Three years earlier – in 2007 – I also attended the Greens election night party. That was the night that Kevin Rudd was elected and the Greens event was sparsely attended and low-key. That night, the place to be was Trades Hall, where people were packed in, the beer flowed and the roofs resonated with deafening cheers. Three years later, one can’t help noticing how things have changed. Not only were there greater numbers at the Greens party, but while in 2007 there were scant young people, in 2010 the place is replete with those in their twenties. In 2010, the event has vitality.
Days later Bandt has become a national figure as one of the members of parliament who holds the future of the government in his hands. Whatever occurs, it’s impossible not to reflect on what this means for the Greens.
It might be useful to recall here that the Greens follow in the footsteps of a number of parties internationally who have emerged – and often disintegrated – to the left of the two major parties in their countries. Our close neighbours in New Zealand had the NewLabour Party, founded after a split from the Labour Party in 1989 and which later entered into an alliance with The Greens, The Democratic Party and the Maori Party, Mana Motuhaki. Emerging from this process was a party called The Alliance. At its height, The Alliance polled something like 18 percent of the vote. Scotland saw the development of the Scottish Socialist Party which in 2003 had six elected MPs, though lost them all in 2007. And of course back in the 1980s, there was the case of the first successful Greens Party, the German Greens.
In these cases, a number of similarities emerged:
• The greater success the party had, the more pressure it came under from the right wing. This took all kinds of forms: newspapers and other media, factionalising against them in unions and other institutions, open threats, and so on.
• As this occurred, tensions between the left and right of the parties emerged.
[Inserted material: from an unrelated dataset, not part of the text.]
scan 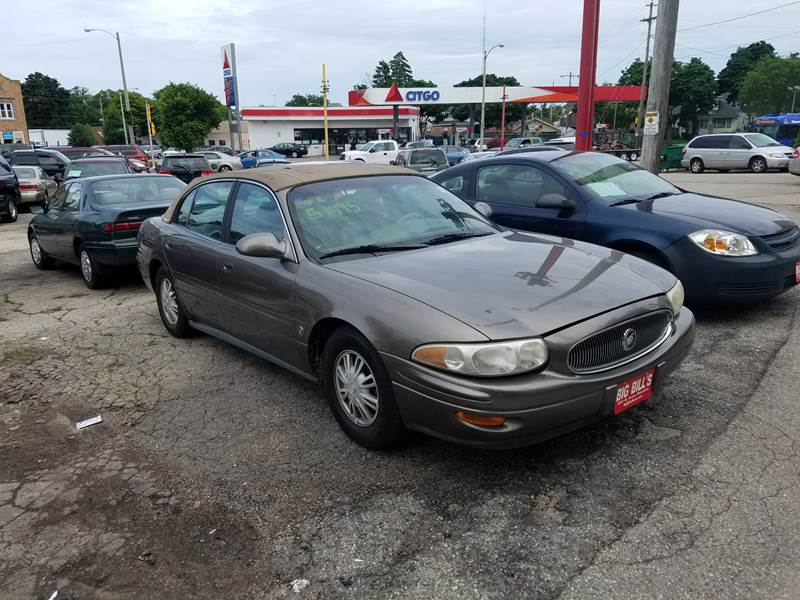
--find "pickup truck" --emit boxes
[341,140,399,164]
Factional struggles evolved which significantly overlapped.
• These left groupings sometimes relied upon significant celebrity leaders (Jim Anderton in NZ, Tommy Sheridan in Scotland). When the interests of these leaders came into contradiction with the interests of the party as a whole, the leaders left, taking their celebrity status and their parliamentary positions.
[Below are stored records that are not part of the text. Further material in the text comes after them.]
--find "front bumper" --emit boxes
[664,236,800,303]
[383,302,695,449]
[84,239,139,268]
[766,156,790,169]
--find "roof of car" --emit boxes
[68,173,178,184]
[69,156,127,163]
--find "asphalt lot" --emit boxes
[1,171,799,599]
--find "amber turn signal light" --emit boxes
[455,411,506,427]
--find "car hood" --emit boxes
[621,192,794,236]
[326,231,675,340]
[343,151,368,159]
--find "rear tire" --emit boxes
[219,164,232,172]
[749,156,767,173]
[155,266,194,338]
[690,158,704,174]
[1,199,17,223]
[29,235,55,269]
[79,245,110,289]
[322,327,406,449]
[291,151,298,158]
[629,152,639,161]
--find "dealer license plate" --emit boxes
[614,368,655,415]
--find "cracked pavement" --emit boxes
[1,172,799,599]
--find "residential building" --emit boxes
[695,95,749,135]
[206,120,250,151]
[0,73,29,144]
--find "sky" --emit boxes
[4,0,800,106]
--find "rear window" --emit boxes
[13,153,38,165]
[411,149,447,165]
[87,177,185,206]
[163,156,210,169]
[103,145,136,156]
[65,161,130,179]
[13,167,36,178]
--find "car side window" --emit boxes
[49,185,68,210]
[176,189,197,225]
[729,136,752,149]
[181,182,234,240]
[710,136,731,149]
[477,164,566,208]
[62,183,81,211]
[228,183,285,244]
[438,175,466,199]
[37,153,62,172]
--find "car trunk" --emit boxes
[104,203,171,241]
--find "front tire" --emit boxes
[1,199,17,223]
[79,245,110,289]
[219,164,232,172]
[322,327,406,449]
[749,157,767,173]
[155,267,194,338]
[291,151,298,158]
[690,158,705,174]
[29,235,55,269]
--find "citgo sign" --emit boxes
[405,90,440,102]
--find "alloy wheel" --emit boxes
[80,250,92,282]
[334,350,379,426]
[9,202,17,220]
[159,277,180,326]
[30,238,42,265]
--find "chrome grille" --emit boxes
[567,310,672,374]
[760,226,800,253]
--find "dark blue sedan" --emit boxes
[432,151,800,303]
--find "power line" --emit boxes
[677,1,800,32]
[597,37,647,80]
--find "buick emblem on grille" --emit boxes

Such processes are not, of course, inevitable. Whether the Australian Greens will go through anything like them is unclear. The best way to inoculate a political organisation from such pressures is to strengthen the party’s democracy and grassroots involvement. Is this a task that the Greens will be able to undertake?
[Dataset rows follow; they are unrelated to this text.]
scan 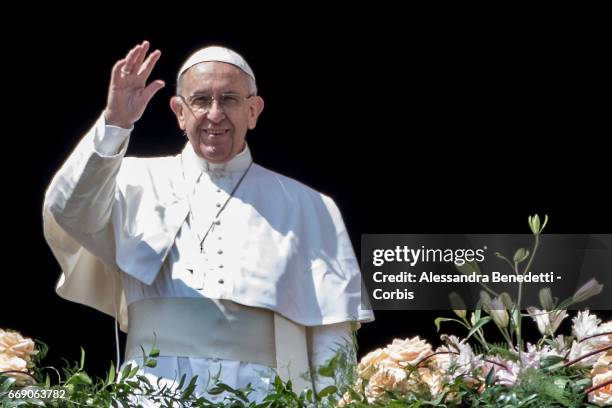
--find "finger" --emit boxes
[111,59,128,83]
[122,44,141,74]
[133,41,150,73]
[137,49,161,79]
[142,80,166,105]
Other questions also arise. Are we likely to see an influx of the left into the Greens in the wake of this recent success? Will there be an influx of fair-weather friends? Will the electoral support for the Greens continue on to the Victorian state election later this year? Will the Greens be able to turn their electoral support into active party involvement? Will they be able to maintain the course charted when Bandt spoke at the Wheeler Centre recently, which outlines a much clearer idea of his vision?